If you need to use ctrl-c in pdb, and you are using bash,
replace the sleep 99999
by suspend
. When you quit pdb, use your terminal's menus to send signal sigcont
to the process to get back the suspended bash.
An entirely different approach, which is simpler and more elegant in my opinion, is to use rpyc
. I've been using this approach for a long time now in my complex system, and it made real-time debugging vastly easier.
Basically, what you need to do is to define a simple rpyc API Service, which contains "exposed" methods to return references ("netrefs") to the most interesting objects in you system. Then, you start an rpyc ThreadedServer in your process, at startup time.
Then whenever you'd like, you can simply create an rpyc client, and connect to the process, retrieve references to the objects via the API, and inspect them (transparently, as if those netrefs are local objects).

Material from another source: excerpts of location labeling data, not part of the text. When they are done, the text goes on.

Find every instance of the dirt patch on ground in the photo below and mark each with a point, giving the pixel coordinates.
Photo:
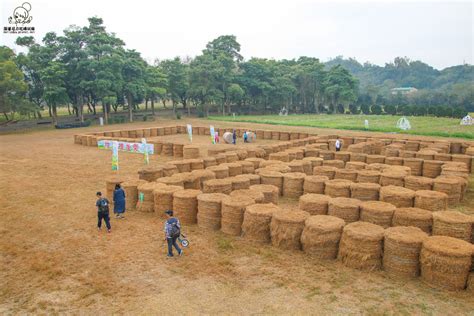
(52, 259)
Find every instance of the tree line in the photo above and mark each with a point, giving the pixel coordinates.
(88, 68)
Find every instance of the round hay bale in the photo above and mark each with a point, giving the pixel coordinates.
(185, 205)
(239, 183)
(346, 174)
(445, 262)
(361, 246)
(257, 220)
(321, 236)
(233, 209)
(293, 184)
(286, 228)
(375, 159)
(191, 151)
(392, 178)
(345, 208)
(377, 212)
(314, 204)
(163, 198)
(338, 188)
(450, 186)
(453, 224)
(218, 186)
(314, 184)
(270, 192)
(365, 191)
(431, 200)
(416, 183)
(255, 161)
(415, 164)
(209, 210)
(398, 196)
(220, 171)
(257, 196)
(339, 164)
(326, 171)
(413, 216)
(273, 178)
(368, 176)
(402, 247)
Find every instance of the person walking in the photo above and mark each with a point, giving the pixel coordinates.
(119, 201)
(338, 144)
(172, 232)
(102, 212)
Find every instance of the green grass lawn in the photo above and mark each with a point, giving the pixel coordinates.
(429, 126)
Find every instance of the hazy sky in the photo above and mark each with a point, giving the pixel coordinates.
(439, 33)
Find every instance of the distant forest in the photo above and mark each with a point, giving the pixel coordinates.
(90, 68)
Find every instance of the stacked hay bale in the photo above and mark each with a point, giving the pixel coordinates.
(338, 188)
(345, 208)
(453, 224)
(431, 200)
(270, 192)
(402, 247)
(445, 262)
(209, 210)
(321, 236)
(286, 228)
(377, 212)
(218, 186)
(314, 204)
(163, 198)
(361, 246)
(233, 209)
(365, 191)
(413, 216)
(293, 184)
(185, 205)
(417, 183)
(257, 220)
(398, 196)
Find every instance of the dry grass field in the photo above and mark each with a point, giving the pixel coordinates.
(53, 260)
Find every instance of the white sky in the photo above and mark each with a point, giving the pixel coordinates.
(439, 33)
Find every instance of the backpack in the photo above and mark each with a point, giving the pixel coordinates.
(103, 206)
(175, 232)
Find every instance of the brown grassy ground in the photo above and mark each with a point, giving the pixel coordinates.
(53, 260)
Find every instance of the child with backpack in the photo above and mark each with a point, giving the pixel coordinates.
(102, 212)
(172, 233)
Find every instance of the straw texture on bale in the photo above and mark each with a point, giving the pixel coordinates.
(314, 204)
(377, 212)
(338, 188)
(347, 209)
(321, 236)
(163, 198)
(257, 220)
(218, 186)
(286, 228)
(445, 262)
(431, 200)
(233, 209)
(185, 205)
(209, 210)
(413, 216)
(453, 224)
(361, 246)
(270, 192)
(402, 247)
(416, 183)
(398, 196)
(293, 184)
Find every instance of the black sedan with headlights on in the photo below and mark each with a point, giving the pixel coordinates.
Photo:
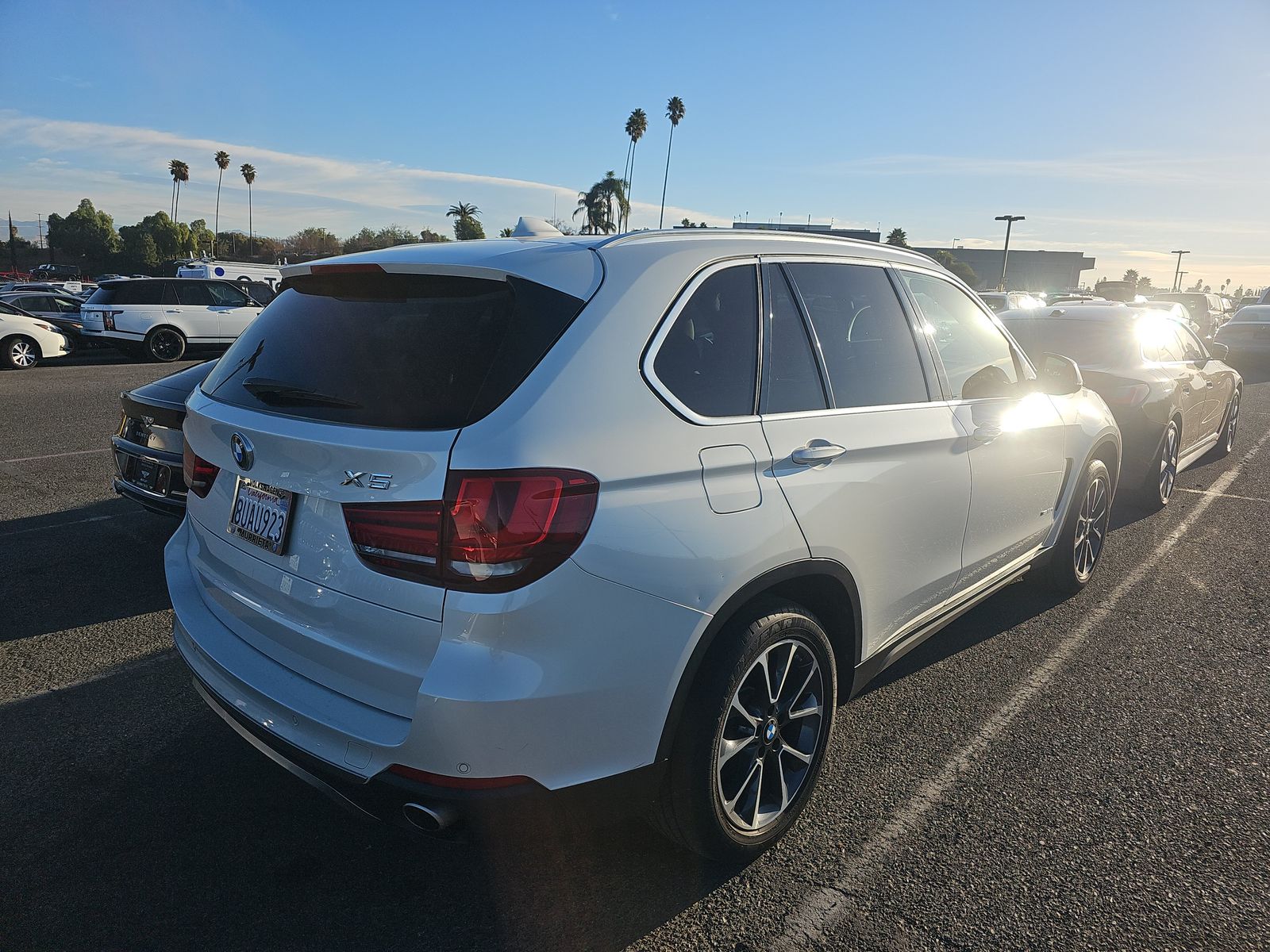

Using the right API methods, you can pretty much access anything you want in the live process.
Other advantages to this apprach are that (1) this interactive session doesn't even have to affect the running process (unless, of course, you invoke methods which cause side effects, etc.), (2) it doesn't have to be interactive, i.e. you can easily write a script which connects to the process and prints some info from it.